@browser32,
Here's the flaw in your argument...
It comes at the point where you consider an arbitrary false statement and try to show that it is a member of the set of true statements. (Nothing wrong with doing that in logic, if you can pull it off, but here you just can't...)
browser32 wrote:
If a statement is false, then it implies a contradiction (as we find in a proof by contradiction). Since anything follows from a contradiction, it follows that the statement is true. Thus the statement is a member of the set of true statements.
Okay you're considering the case of a statement that is false.

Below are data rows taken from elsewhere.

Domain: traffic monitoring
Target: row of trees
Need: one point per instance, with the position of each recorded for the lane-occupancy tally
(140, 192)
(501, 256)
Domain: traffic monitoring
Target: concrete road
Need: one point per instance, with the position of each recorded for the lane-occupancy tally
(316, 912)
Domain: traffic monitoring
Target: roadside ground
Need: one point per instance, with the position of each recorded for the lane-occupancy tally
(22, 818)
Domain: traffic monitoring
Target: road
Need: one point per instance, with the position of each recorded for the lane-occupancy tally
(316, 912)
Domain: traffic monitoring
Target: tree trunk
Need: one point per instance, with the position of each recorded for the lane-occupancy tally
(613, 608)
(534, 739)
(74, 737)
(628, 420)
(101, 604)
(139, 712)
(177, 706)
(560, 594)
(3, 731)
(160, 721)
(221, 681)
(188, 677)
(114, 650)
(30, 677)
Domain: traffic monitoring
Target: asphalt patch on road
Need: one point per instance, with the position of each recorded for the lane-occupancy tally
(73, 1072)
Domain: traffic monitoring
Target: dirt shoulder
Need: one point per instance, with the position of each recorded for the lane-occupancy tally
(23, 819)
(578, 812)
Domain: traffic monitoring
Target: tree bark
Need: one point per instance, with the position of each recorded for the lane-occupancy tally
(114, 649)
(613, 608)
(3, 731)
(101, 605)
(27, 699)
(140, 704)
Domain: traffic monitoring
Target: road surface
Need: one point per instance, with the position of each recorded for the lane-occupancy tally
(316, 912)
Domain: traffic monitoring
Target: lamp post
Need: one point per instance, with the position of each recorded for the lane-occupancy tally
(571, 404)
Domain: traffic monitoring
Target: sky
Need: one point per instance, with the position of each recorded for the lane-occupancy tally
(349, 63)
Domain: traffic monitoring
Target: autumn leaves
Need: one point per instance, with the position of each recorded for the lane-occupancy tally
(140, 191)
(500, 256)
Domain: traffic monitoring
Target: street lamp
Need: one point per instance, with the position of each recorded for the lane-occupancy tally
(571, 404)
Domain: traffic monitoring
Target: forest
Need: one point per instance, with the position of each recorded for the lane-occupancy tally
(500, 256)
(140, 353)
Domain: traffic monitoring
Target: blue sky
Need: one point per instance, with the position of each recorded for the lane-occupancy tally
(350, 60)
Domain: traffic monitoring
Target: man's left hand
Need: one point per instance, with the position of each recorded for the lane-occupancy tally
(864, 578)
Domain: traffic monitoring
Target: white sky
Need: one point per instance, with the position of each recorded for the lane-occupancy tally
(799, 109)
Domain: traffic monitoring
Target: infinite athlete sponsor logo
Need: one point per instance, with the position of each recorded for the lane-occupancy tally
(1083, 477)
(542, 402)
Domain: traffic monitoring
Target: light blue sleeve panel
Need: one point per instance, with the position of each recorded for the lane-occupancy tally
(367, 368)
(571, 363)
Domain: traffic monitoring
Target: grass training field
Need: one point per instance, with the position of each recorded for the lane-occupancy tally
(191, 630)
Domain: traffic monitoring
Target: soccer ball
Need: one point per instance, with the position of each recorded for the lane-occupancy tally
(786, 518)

In "proof by contradiction", an assumption that a false statement is
true leads to a contradiction, from which in turn follows any conclusion you like, including your own desired conclusion in this thread that our false statement is a member of the set of true statements.
But we are
not assuming that our false statement is true; we are considering the case where it is false. A contradiction does
not follow from an assumption we haven't made about our false statement being true. We may
not conclude anything we like from a contradiction that we haven't derived. Specifically, we cannot conclude that the false statement under consideration is a member of the set of true statements.
Sorry, friendo, but your argument doesn't demonstrate that there is any kind of paradox associated either with proof by contradiction or with axiomatic set theory.
It does, however, demonstrate some clever sleight of hand.